I tend to be something of a digital packrat. If there’s interesting data somewhere, I’ll collect it just in case I want to do something with it.
Helpful? Usually not. But it does lead to some interesting scripts.
In this case, I have a site that hosts videos. I want to download those videos and get a text based transcription of them. With new AI tools, that shouldn’t be hard at all. Let’s give it a try!
Installing whisper.cpp
First up, OpenAI’s whisper. It’s a audio to text model that does exactly what I’m looking for. Really, there are two main wrappers around the model itself:
- whisper - the original Python version
- whisper.cpp - a port using the same models, but in C++
I’ve used the Python version at first and it works fine. It’s also a bit more compatible, it doesn’t mind taking an mp3 in and will convert it behind the scenes. But I’m primarily writing this on an M1 mac. Out of the box, whisper.cpp supports the NEON chipset and (being C++) is just generally faster.
So let’s set that up instead, since (at least with my current setup) it’s really not so bad:
# Checkout
┌ ^_^ [email protected] ~/Projects
└ git clone [email protected]:ggerganov/whisper.cpp.git
Cloning into 'whisper.cpp'...
remote: Enumerating objects: 3024, done.
remote: Counting objects: 100% (46/46), done.
remote: Compressing objects: 100% (25/25), done.
remote: Total 3024 (delta 20), reused 38 (delta 19), pack-reused 2978
Receiving objects: 100% (3024/3024), 5.10 MiB | 18.40 MiB/s, done.
Resolving deltas: 100% (1864/1864), done.
# Build and download the base English model
┌ ^_^ [email protected] {git master} ~/Projects/whisper.cpp
└ make base.en
I whisper.cpp build info:
I UNAME_S: Darwin
I UNAME_P: arm
I UNAME_M: arm64
I CFLAGS: -I. -O3 -DNDEBUG -std=c11 -fPIC -pthread -DGGML_USE_ACCELERATE
I CXXFLAGS: -I. -I./examples -O3 -DNDEBUG -std=c++11 -fPIC -pthread
I LDFLAGS: -framework Accelerate
I CC: Apple clang version 14.0.0 (clang-1400.0.29.202)

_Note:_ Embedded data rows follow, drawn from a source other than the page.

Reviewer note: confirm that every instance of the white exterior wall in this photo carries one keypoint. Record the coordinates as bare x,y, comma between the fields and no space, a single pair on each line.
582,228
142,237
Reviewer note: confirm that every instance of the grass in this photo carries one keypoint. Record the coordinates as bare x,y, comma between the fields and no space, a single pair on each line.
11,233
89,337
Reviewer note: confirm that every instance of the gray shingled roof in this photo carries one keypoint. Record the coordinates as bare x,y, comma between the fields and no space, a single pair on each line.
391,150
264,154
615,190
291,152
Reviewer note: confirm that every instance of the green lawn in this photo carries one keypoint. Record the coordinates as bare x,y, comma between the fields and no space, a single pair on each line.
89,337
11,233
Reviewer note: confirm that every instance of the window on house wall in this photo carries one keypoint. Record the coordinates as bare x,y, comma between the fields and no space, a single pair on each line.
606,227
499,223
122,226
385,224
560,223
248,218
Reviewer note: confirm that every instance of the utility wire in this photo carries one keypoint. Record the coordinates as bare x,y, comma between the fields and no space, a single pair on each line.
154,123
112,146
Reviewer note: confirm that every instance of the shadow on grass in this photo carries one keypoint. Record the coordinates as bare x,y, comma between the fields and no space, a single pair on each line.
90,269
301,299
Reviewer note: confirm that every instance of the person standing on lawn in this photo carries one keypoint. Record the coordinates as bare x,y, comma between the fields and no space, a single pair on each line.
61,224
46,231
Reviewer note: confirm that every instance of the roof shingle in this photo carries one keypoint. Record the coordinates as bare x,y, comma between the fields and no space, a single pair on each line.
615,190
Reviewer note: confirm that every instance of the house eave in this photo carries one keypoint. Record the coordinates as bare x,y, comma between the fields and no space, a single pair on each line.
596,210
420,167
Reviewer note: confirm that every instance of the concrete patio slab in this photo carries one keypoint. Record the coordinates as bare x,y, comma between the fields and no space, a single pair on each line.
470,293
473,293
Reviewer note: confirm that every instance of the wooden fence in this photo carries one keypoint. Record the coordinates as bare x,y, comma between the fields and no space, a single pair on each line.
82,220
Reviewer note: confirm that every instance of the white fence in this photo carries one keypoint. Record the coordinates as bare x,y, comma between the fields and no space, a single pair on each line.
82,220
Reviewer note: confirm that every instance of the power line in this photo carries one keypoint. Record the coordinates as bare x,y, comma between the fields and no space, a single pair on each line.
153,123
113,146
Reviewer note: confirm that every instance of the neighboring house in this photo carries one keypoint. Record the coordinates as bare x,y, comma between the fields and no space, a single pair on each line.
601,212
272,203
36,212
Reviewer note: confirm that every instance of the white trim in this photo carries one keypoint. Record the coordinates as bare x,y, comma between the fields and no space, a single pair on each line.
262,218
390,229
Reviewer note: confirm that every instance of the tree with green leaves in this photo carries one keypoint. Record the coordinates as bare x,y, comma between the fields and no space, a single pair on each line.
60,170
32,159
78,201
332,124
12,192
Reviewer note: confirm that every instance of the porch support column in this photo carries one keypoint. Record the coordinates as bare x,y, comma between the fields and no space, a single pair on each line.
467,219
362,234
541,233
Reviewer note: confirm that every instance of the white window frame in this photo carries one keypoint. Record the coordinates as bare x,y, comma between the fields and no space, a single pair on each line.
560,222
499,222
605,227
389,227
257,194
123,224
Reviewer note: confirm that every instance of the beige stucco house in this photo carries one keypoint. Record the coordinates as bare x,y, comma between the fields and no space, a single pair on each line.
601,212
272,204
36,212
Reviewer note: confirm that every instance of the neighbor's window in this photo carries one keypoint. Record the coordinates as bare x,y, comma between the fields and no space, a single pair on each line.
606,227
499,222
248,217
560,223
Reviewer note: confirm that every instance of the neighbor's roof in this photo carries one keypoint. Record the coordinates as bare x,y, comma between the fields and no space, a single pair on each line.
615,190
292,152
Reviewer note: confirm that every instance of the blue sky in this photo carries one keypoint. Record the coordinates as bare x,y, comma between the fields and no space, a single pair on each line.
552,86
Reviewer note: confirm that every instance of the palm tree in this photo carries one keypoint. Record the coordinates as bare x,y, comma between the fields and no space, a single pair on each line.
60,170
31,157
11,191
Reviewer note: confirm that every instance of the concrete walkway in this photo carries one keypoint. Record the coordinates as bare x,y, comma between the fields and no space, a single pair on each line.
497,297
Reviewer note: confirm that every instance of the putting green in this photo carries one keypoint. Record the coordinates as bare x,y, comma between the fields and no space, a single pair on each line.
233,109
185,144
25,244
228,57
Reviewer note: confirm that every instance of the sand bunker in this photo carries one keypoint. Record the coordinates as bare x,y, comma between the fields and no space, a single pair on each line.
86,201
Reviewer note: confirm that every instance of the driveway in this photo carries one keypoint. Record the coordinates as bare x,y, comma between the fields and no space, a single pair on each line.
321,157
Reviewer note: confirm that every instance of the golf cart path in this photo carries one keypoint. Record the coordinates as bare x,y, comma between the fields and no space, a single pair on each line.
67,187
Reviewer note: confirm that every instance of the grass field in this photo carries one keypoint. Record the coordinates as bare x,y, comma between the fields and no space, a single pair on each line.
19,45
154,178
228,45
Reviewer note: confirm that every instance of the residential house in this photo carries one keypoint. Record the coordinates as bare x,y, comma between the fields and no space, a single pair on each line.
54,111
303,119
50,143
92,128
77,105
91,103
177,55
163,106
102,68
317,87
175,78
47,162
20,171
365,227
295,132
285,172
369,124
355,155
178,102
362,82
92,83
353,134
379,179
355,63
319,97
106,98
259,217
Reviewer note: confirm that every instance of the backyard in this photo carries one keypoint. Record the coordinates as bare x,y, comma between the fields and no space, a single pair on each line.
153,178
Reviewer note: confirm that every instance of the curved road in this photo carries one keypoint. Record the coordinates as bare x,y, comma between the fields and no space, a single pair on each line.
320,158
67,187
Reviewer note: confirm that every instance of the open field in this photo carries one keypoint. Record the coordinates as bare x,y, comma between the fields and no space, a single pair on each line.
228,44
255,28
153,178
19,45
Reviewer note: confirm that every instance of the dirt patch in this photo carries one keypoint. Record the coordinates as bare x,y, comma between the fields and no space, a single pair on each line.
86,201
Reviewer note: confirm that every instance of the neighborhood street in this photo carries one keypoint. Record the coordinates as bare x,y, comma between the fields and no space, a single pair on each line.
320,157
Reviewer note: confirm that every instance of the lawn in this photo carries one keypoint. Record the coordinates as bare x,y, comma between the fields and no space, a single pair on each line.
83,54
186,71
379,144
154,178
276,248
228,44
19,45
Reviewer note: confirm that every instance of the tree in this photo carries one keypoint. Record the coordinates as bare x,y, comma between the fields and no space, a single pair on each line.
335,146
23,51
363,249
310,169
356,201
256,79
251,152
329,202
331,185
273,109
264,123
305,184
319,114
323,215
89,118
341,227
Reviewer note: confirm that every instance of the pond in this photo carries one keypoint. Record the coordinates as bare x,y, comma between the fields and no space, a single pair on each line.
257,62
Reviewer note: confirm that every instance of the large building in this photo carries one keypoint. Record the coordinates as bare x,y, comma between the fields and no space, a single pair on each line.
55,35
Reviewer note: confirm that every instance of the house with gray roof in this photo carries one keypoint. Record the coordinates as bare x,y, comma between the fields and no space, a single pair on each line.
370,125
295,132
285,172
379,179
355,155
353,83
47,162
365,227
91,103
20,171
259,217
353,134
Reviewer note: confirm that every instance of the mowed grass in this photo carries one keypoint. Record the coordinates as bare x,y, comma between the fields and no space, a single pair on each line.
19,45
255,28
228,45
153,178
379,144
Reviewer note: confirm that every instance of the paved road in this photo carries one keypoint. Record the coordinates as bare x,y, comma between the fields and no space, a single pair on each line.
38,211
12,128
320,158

I CXX: Apple clang version 14.0.0 (clang-1400.0.29.202)
cc -I. -O3 -DNDEBUG -std=c11 -fPIC -pthread -DGGML_USE_ACCELERATE -c ggml.c -o ggml.o
c++ -I. -I./examples -O3 -DNDEBUG -std=c++11 -fPIC -pthread -c whisper.cpp -o whisper.o
c++ -I. -I./examples -O3 -DNDEBUG -std=c++11 -fPIC -pthread examples/main/main.cpp examples/common.cpp ggml.o whisper.o -o main -framework Accelerate
./main -h
usage: ./main [options] file0.wav file1.wav ...
options:
-h, --help [default] show this help message and exit
-t N, --threads N [4 ] number of threads to use during computation
-p N, --processors N [1 ] number of processors to use during computation
-ot N, --offset-t N [0 ] time offset in milliseconds
-on N, --offset-n N [0 ] segment index offset
-d N, --duration N [0 ] duration of audio to process in milliseconds
-mc N, --max-context N [-1 ] maximum number of text context tokens to store
-ml N, --max-len N [0 ] maximum segment length in characters
-sow, --split-on-word [false ] split on word rather than on token
-bo N, --best-of N [5 ] number of best candidates to keep
-bs N, --beam-size N [-1 ] beam size for beam search
-wt N, --word-thold N [0.01 ] word timestamp probability threshold
-et N, --entropy-thold N [2.40 ] entropy threshold for decoder fail
-lpt N, --logprob-thold N [-1.00 ] log probability threshold for decoder fail
-su, --speed-up [false ] speed up audio by x2 (reduced accuracy)
-tr, --translate [false ] translate from source language to english
-di, --diarize [false ] stereo audio diarization
-nf, --no-fallback [false ] do not use temperature fallback while decoding
-otxt, --output-txt [false ] output result in a text file
-ovtt, --output-vtt [false ] output result in a vtt file
-osrt, --output-srt [false ] output result in a srt file
-owts, --output-words [false ] output script for generating karaoke video
-fp, --font-path [/System/Library/Fonts/Supplemental/Courier New Bold.ttf] path to a monospace font for karaoke video
-ocsv, --output-csv [false ] output result in a CSV file
-oj, --output-json [false ] output result in a JSON file
-of FNAME, --output-file FNAME [ ] output file path (without file extension)
-ps, --print-special [false ] print special tokens
-pc, --print-colors [false ] print colors
-pp, --print-progress [false ] print progress
-nt, --no-timestamps [true ] do not print timestamps
-l LANG, --language LANG [en ] spoken language ('auto' for auto-detect)
--prompt PROMPT [ ] initial prompt
-m FNAME, --model FNAME [models/ggml-base.en.bin] model path
-f FNAME, --file FNAME [ ] input WAV file path
bash ./models/download-ggml-model.sh base.en
Downloading ggml model base.en from 'https://huggingface.co/ggerganov/whisper.cpp' ...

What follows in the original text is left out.